While the ST100's back screen measures an impressive 3.5 inches, with a 16:9 aspect ratio and a high resolution of 1,152,000 pixels, the screen on the front is pokey by comparison, at 1.8 inches. The rear LCD screen basically forms the entire back plate. There are no other controls alongside it, so the camera retains its fuss-free appearance both on the front and back, at least when the camera is inactive.

The camera does have some physical controls, though. On its top are a shutter-release button, a zoom rocker switch, a power button and a button for illuminating the front LCD display. There's also a useful playback button, which means you don't have to tap the rear screen a couple of times to see your images.

When shooting still images in the default 4:3 aspect ratio, black bands appear on the left and right of the rear display. These disappear if you opt for one of the video modes, which utilise the full width of the screen.
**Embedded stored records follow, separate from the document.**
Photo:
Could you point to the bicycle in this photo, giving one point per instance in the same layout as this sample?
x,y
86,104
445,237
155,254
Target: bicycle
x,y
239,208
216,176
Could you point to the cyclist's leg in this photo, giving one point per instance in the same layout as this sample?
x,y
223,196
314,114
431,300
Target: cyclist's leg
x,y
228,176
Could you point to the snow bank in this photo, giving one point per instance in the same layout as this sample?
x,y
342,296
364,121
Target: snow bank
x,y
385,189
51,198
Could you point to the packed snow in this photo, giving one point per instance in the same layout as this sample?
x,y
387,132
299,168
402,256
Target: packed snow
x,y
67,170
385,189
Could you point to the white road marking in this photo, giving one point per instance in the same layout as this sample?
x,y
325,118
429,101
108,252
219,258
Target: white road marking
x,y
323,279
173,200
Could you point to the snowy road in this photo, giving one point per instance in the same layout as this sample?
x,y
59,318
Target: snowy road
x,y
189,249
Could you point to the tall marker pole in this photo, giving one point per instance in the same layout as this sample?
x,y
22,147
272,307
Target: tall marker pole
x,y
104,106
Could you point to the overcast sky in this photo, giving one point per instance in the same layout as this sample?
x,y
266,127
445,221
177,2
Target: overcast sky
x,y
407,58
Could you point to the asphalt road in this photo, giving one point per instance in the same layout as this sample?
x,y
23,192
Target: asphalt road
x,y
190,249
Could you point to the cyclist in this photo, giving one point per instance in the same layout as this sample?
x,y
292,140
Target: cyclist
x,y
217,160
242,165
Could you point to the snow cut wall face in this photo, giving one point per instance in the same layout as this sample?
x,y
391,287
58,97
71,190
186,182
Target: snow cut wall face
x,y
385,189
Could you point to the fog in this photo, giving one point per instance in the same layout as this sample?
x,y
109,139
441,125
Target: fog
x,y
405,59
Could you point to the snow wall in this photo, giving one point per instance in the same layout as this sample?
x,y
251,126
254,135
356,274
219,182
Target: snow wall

Several virtual shooting modes can be selected with a finger tap. These include a standard auto mode, a program auto mode with a more extensive array of options, a scene mode that provides 12 pre-optimised settings for different situations, a dual anti-shake mode, and a video mode. The ST100's features and functionality are easily navigated, as a rule.

The ST100's auto mode works whether you're shooting stills or video, allowing you to disengage your brain and just point and shoot. This mode can recognise certain types of scene and subject, and can also track a subject as they move around. The ST100 can detect and remember up to 20 faces in a frame too.

The camera's light sensitivity stretches from ISO 80 to ISO 3,200. Macro close-ups are offered down to 50mm from your subject. Video is shot at a 720p high-definition resolution, at either 30 frames per second or 15fps.


With the sun low in the sky, the ST100 has handled this tricky exposure well, even if there is some barrel distortion at the maximum wide-angle setting (click image to enlarge)

The ST100's lithium-ion battery is charged within the camera. You can charge the camera up via the mains or plug it into your laptop via USB. That's convenient, but it does mean you won't be able to use the camera while it's charging.

Vibrant colours

The ST100 powers up swiftly, in just over a second, and commits a full-resolution JPEG to memory in just over a second too.

We found the ST100's image quality to be very similar to that of the cheaper Samsung PL90. Colours are warm and vibrant when there's plenty of light, and detail is generally acceptable, although we did experience occasional softening, particularly at the maximum telephoto setting or when the light dipped.

Although the lens doesn't go particularly wide, maxing out at a 35mm equivalent, there's some slight barrel distortion at the maximum wide-angle setting that results in leaning verticals. Pixel fringing, a bugbear of nearly all digital cameras, is also present, although the effect isn't as pronounced as we've witnessed on some compacts recently. In the case of a £150 camera, these issues would be minor gripes, but they're slightly more serious at the ST100's price.


The Samsung ST100's dual screens are a relative novelty, but they have their practical uses too, particularly when it comes to taking self-portraits or keeping children's attention while you try to take their picture. But strip away the fancy screens and the ST100 is very much your average point-and-shoot camera. Whilst the ST100 is fun to use, it could do with being more affordable.